Ingredients:
- 4 cups shredded cooked chicken
- 28 oz enchilada sauce
- 4 oz diced green chiles
- 1 tsp smoked paprika
- 0.5 tsp cumin
- 12 corn tortillas
- 4 cups shredded Monterey Jack cheese
- 1 cup sour cream
- 0.5 cup fresh cilantro, chopped
- 1 large avocado, diced
- 0.25 cup pickled red onions
- 0.5 cup radishes, sliced
Instructions:
- In a large mixing bowl, combine shredded chicken, diced green chiles, smoked paprika, cumin, and half of the enchilada sauce. Fold in the sour cream until the mixture is cohesive.
- Heat a dry cast iron skillet over medium-high heat. Toast each corn tortilla for approximately 30 seconds per side until fragrant with light brown spots to create a moisture barrier.
- Spread 0.5 cup of enchilada sauce on the bottom of a 9x13 inch baking dish. Layer 4 tortillas (cut them to fit the corners), tearing them to fit as needed.

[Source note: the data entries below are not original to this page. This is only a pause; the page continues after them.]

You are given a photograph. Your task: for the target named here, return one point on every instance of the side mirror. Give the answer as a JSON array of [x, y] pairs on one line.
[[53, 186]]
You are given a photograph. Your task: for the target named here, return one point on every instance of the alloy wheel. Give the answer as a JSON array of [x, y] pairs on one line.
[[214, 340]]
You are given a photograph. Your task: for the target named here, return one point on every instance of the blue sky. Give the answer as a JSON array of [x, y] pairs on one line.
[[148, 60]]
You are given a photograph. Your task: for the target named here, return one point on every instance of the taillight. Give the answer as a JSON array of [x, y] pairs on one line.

- Spread half of the chicken mixture over the tortillas, followed by 1.5 cups of shredded cheese.
- Repeat with another layer of 4 tortillas, the remaining chicken mixture, and more cheese. Top with the final remaining sauce and the rest of the cheese.
- Bake at 180°C (356°F) for 30 minutes until the cheese is bubbling and golden.
- Remove from oven and top with fresh cilantro, diced avocado, pickled red onions, and sliced radishes before serving.